The *Categorical Cross-Entropy* is an objective function often used in classification problems. It measures "how far" the probability over the classes predicted by the machine learning model is from the desired targets. It is defined as:

$
cross-entropy = -\frac{1}{N} \sum_{n=1}^N \sum_{k=1}^K y_{n,k} log(p_{n,k}),
$

where N is the number of training examples, and K is the number of classes.  The target value for the example $x_n$ and the class $k$ is indicated as $y_{n,k}$. More precisely, the targets Y are summarized in a matrix $\mathbb{R}^{N x K}$ where the labels are encoded as one-hot vectors:

$ Y =
\begin{bmatrix}
1 & 0 & 0\\
0 & 0 & 1 \\
0 & 1 & 0 \\
1 & 0 & 0
\end{bmatrix}
$

The output probability $p_{n,k}$ summarizes how likely is the class $k$ for the training example $x_n$. More precisely, the output probabilities P are summarized in a matrix $\mathbb{R}^{N x K}$:

$ P =
\begin{bmatrix}
0.6 & 0.2 & 0.2\\
0.3 & 0.3 & 0.4 \\
0.4 & 0.5 & 0.1 \\
0.6 & 0.1 & 0.3
\end{bmatrix}
$

The categorical cross-entropy ranges between 0 (perfect solution) and +inf (worst solution).

Let's now define a function to compute the categorical cross-entropy.

In [None]:
import numpy as np
import matplotlib.pyplot as plt

In [None]:
def categorical_cross_entropy(targets, probs):
  cross_entropy = (targets * np.log(probs)).sum()
  return -cross_entropy/targets.shape[0]

Let's now assume to have the targets and probabilities outlined above:

In [None]:
targets = np.asarray([[1, 0, 0], [0, 0, 1], [0, 1, 0], [1, 0, 0]])
probs = np.asarray([[0.6, 0.2, 0.2], [0.3, 0.3, 0.4], [0.4, 0.5, 0.1], [0.6, 0.1, 0.3]])
print(categorical_cross_entropy(targets, probs))

0.6577722899915204


Let's see now what happens if the probabilities are very similar to the targetes:

In [None]:
targets = np.asarray([[0.998, 0.001, 0.001], [0.001, 0.001, 0.998], [0.001, 0.001, 0.998], [0.998, 0.001, 0.001]])
print(categorical_cross_entropy(targets, targets))

0.015813509223296007


In the case above, the solution is good because the predictions and the targets are very close. The cross-entropy is indeed close to zero.

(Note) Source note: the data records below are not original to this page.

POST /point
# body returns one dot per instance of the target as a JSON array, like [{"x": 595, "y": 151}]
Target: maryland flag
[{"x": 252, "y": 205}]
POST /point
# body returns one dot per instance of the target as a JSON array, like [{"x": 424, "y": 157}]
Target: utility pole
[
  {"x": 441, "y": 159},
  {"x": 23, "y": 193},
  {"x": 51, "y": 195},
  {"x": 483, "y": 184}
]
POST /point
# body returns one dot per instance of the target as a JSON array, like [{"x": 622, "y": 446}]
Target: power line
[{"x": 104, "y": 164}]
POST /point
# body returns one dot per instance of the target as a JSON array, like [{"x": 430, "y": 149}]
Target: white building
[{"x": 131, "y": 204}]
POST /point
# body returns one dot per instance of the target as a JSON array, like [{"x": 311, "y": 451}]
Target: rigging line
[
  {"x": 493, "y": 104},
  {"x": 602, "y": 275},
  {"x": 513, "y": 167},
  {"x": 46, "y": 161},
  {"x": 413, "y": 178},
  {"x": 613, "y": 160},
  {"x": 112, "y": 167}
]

Let's see what happens if the output classes are equiprobable:

In [None]:
targets = np.asarray([[1, 0, 0], [0, 0, 1], [0, 1, 0], [1, 0, 0]])
probs = np.asarray([[0.333, 0.333, 0.333], [0.333, 0.333, 0.333], [0.333, 0.333, 0.333], [0.333, 0.333, 0.333]])
print(categorical_cross_entropy(targets, probs))

1.0996127890016931


When the classes are equiprobable, the categorical cross-entropy is -$log(1/k)$. This is already a bad system, but we can do even worse. For instance:

In [None]:
targets = np.asarray([[1, 0, 0], [0, 0, 1], [0, 1, 0], [1, 0, 0]])
probs = np.asarray([[0.001, 0.998, 0.001], [0.001, 0.998, 0.001], [0.001, 0.001, 0.9998], [0.001, 0.998, 0.001]])
print(categorical_cross_entropy(targets, probs))

6.907755278982137


In this case, the categorical cross-entropy is much higher because the predictions of the machine learning algorithm are totally wrong (even worse than the random guess).

**Summary**: Categorical cross-entropy is a popular objective function that can tell us how good a classifier is. It is better than the accuracy because it is a "soft" measure able to rank more precisely the solutions explored during training.